Rating Downgrade Triggers PII Concerns

Standard and Poor downgraded eight European insurers this week, including Allianz’s Italian operation and Ageas’s Portuguese unit. Whilst these are big name insurers, the operations affected are the overseas companies, rather than the main European arms. The ratings downgrades follow on from the downgrading of the sovereign ratings of 17 Euro zone countries at the end of last week.

However anyone breathing a sigh of relief should think again. The rating agency has yet to decide on the ratings for some of the biggest European insurance groups.

“We have not yet completed our review of the effect of the sovereign actions on Allianz Group, Aviva Group, Axa Group, and CNP Group and have therefore not taken any rating action on these groups” S&P said in a statement.

A downgrade on any of these major insurers will result in significant problems in the market not just for the insurers, but also for brokers who recommend their products.

The insurance industry has long been proud of its gold standard A ratings and this simple measure is used as an indicator by many brokers as to the financial security that the institution presents when recommending products to customers. What is worrying about the current market is the fact that ratings are not, as is traditionally the case, slipping by a small margin, but are in some cases dropping through the floor.

Groupama is a good case in point. Here is an insurer with good reserving practices, a conservative approach to risk and a good record on underwriting, who many brokers would have recommended with confidence in May last year. However the company has seen their ratings tumble in from a healthy A- in May 2011 to BBB- in December 2011.

The problem with the headline grabbing downgrade is that brokers and customers start to get nervous. Groupama are putting up a good case to defend their reputation – they have reminded the market that the UK operation is independently capitalised and ring fenced by the UK regulatory regime with a solvency margin of around 190% and an investment portfolio that is in sterling with no exposure to Euro-debt. So in many ways this is an insurer brokers should still be able to recommend and that customers should have confidence in.

The issue of course is that the insurers have used their A ratings with such success in the past as a benchmark that it is difficult to reverse that mindset. Insurance brokers are conscious that their professional indemnity cover is rated on the amount of business that they place with insurers who do not have an A rating and their customers often demand a rating of A or above to secure contracts with councils, large companies and government bodies.

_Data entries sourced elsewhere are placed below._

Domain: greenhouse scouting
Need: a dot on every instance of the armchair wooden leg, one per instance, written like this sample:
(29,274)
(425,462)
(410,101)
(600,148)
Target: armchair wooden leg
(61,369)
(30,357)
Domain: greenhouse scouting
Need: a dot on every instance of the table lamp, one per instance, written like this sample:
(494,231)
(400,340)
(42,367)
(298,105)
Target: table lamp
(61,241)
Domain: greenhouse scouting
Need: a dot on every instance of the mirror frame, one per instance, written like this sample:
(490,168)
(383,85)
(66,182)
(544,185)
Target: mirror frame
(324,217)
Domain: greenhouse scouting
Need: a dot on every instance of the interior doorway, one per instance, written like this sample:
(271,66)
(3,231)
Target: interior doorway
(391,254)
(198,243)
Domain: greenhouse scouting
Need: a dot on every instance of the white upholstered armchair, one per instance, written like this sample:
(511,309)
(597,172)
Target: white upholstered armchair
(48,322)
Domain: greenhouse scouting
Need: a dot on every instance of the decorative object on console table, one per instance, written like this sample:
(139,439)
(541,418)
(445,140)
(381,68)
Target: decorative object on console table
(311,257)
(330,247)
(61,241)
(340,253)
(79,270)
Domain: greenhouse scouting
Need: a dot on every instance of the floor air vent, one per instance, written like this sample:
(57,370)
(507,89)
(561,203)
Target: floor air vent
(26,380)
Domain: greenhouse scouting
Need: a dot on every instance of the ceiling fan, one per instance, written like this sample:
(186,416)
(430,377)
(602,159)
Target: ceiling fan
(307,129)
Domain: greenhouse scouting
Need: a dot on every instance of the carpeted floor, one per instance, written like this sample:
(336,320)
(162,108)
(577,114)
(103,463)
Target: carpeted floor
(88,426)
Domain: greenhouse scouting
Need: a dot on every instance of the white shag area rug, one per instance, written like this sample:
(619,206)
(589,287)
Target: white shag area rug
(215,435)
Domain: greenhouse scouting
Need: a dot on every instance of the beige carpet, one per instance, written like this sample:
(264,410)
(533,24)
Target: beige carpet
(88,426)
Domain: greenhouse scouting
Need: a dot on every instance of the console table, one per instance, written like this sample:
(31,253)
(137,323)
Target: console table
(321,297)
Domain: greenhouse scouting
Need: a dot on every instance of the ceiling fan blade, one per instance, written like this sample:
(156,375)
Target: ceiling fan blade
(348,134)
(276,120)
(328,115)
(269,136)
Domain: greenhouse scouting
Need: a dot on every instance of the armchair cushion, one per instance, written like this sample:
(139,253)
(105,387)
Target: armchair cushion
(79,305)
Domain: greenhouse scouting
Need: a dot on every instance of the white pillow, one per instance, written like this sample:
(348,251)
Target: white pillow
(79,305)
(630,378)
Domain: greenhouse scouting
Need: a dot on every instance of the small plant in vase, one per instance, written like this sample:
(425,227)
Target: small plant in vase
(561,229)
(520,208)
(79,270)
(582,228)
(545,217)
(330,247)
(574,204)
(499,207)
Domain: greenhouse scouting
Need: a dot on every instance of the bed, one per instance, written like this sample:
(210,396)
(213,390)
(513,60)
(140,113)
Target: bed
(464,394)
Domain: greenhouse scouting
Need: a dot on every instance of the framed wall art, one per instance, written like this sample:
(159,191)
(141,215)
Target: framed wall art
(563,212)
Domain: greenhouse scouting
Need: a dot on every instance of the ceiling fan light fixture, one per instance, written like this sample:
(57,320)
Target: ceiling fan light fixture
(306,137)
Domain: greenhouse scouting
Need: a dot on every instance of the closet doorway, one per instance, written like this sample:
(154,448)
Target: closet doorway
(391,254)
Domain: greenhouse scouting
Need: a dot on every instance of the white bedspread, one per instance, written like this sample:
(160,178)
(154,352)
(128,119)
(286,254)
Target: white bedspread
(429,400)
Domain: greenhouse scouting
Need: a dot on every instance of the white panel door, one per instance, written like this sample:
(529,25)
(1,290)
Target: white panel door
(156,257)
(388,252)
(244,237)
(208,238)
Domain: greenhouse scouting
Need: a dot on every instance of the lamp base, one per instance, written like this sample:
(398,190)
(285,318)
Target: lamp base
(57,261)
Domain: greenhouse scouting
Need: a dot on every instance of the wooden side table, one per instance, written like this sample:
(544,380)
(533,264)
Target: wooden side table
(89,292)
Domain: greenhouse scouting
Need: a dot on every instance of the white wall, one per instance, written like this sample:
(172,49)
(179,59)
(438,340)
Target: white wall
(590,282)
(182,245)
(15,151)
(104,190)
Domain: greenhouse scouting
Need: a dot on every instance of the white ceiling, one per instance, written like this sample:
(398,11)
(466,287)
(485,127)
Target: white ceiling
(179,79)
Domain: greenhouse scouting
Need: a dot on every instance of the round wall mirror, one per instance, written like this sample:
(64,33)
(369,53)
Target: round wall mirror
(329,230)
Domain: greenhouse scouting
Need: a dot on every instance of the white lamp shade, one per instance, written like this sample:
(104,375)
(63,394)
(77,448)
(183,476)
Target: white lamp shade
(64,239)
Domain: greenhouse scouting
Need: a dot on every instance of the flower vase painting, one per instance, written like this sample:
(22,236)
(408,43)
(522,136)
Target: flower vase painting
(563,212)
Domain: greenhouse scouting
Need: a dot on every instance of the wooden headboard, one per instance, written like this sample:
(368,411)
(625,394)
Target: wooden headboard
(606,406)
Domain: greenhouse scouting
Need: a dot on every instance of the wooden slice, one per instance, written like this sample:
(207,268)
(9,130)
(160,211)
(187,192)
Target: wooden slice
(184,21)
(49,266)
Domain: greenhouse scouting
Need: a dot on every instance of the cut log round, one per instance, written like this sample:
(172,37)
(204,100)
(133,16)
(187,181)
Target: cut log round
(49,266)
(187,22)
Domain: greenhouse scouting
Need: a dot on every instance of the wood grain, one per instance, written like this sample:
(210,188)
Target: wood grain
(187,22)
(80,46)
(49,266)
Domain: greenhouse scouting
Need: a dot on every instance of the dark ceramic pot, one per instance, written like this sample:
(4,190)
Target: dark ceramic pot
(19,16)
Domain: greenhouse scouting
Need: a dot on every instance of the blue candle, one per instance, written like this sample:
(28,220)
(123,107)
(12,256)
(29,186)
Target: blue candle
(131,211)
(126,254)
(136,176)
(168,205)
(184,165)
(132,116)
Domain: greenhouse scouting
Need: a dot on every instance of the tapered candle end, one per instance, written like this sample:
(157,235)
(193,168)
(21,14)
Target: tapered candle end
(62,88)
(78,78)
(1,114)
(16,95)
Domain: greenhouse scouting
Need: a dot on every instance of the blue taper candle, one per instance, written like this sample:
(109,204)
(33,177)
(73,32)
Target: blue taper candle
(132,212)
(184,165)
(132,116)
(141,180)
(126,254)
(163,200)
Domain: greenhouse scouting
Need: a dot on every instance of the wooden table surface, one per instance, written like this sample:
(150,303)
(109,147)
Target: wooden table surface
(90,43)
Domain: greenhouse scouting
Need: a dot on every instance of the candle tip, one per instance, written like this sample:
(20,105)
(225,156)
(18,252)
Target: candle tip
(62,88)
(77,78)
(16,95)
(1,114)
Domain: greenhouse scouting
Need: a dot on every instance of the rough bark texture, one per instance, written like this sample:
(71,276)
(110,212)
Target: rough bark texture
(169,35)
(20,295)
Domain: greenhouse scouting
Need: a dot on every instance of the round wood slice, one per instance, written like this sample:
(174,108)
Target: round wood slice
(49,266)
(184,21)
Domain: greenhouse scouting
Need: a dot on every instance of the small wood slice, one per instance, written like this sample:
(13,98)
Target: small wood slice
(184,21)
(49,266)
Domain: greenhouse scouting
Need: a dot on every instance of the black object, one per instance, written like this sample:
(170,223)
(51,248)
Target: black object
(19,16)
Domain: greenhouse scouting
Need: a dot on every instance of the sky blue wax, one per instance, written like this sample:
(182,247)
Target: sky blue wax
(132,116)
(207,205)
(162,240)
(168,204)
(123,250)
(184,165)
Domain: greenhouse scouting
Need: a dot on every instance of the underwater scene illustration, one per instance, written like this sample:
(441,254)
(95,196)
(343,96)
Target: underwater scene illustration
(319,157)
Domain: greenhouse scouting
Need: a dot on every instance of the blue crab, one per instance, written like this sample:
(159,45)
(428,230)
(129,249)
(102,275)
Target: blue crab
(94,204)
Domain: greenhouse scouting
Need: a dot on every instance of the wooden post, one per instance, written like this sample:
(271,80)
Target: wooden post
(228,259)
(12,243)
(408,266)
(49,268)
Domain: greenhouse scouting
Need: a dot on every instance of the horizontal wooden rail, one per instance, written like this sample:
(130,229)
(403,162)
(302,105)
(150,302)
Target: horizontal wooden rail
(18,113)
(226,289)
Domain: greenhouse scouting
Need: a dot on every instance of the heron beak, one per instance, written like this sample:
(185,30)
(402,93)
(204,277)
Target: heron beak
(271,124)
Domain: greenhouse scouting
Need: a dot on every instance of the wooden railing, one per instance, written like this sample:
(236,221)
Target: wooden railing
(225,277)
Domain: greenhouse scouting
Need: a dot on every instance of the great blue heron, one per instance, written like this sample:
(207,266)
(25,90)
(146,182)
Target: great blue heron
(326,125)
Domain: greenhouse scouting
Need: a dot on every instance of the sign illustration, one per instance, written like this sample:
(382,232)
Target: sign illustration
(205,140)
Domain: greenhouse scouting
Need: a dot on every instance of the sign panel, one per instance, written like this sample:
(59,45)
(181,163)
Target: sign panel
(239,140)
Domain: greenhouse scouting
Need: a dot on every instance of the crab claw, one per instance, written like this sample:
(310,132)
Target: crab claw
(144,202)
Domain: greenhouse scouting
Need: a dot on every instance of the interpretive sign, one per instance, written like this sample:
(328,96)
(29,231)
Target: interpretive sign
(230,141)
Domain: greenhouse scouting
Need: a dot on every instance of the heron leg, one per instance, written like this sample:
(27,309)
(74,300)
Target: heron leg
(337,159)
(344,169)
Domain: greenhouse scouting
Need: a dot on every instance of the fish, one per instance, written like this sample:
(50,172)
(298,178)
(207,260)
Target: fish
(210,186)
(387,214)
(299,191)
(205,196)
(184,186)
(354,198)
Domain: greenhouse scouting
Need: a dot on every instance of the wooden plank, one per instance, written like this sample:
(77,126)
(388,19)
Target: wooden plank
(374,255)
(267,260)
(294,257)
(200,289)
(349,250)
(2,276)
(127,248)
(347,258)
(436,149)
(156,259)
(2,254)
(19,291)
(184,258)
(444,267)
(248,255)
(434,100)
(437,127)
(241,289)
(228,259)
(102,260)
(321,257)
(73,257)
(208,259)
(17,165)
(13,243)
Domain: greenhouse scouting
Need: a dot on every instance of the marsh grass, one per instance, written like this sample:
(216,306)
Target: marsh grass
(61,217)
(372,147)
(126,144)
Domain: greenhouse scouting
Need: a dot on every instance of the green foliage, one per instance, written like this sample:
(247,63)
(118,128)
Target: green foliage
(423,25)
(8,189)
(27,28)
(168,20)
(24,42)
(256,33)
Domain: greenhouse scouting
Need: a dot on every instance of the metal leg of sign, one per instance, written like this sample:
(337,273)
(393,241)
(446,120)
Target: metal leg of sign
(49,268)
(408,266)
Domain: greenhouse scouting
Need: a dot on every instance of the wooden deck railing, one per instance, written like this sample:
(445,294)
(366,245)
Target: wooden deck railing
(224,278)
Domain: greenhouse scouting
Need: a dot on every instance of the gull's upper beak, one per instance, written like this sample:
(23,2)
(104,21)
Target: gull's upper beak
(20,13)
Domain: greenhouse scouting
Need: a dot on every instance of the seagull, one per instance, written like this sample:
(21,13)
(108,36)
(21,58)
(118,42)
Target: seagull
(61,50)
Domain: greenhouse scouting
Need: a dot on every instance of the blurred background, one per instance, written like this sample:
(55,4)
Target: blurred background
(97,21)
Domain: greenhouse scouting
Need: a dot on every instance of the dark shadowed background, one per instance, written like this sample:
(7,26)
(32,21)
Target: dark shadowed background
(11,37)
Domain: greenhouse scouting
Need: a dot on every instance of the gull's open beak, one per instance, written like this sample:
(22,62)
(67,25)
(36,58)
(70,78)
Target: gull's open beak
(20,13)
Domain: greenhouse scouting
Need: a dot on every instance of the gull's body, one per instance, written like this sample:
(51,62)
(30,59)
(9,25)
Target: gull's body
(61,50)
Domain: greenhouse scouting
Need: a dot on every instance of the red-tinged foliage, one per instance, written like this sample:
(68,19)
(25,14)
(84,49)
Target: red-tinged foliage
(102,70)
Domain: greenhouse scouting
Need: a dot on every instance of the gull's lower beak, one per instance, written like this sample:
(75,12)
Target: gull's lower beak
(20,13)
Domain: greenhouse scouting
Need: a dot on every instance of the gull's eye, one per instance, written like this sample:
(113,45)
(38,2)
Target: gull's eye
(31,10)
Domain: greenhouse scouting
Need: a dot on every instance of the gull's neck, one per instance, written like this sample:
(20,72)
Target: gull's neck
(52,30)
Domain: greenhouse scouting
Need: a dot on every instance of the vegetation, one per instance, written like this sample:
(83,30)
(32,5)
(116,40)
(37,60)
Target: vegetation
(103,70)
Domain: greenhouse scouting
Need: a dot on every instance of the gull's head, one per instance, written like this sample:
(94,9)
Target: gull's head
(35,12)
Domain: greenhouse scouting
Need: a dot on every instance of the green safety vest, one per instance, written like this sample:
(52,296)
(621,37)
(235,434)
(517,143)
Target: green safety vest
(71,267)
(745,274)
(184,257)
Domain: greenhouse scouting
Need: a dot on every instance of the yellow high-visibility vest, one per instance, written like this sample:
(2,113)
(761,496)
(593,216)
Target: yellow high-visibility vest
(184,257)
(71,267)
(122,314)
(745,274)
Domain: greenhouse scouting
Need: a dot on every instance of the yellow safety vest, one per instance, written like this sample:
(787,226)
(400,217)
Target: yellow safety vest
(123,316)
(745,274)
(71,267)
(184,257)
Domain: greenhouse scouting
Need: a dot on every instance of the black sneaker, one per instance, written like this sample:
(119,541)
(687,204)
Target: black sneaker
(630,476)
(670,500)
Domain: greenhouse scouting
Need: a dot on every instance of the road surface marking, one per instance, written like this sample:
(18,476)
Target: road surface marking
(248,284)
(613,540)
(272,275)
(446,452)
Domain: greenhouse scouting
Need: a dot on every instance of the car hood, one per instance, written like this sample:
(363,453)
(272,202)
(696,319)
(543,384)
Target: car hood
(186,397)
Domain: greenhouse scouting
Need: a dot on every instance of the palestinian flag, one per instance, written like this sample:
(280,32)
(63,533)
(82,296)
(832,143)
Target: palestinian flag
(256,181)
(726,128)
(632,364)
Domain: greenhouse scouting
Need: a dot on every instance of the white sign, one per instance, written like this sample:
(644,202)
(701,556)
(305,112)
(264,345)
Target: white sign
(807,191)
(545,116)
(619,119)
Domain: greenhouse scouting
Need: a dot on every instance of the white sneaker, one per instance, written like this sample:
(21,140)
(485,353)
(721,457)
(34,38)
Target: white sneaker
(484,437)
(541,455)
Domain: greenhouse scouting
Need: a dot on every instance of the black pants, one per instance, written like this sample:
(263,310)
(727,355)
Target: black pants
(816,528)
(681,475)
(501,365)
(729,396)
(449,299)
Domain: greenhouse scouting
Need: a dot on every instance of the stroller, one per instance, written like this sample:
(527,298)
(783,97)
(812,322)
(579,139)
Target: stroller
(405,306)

Groupama is a comparative minnow when looking at the likes of Aviva, AXA and Allianz. If the ratings for these huge insurers are downgraded and they suffer the same loss of confidence from the market then the insurance market will be in for very turbulent times.

All of this presents real challenges for insurance brokers and IFA’s who will need to consider long and hard the financial prospect of the insurers that they recommend if they are to avoid a professional indemnity claim being made against them. Bearing in mind the speed at which ratings have dropped, the recommendations that an broker or IFA makes will need to be well documented and take into account factors which go deeper than the S&P rating which will provide the insurer with the ability to survive a crisis of confidence.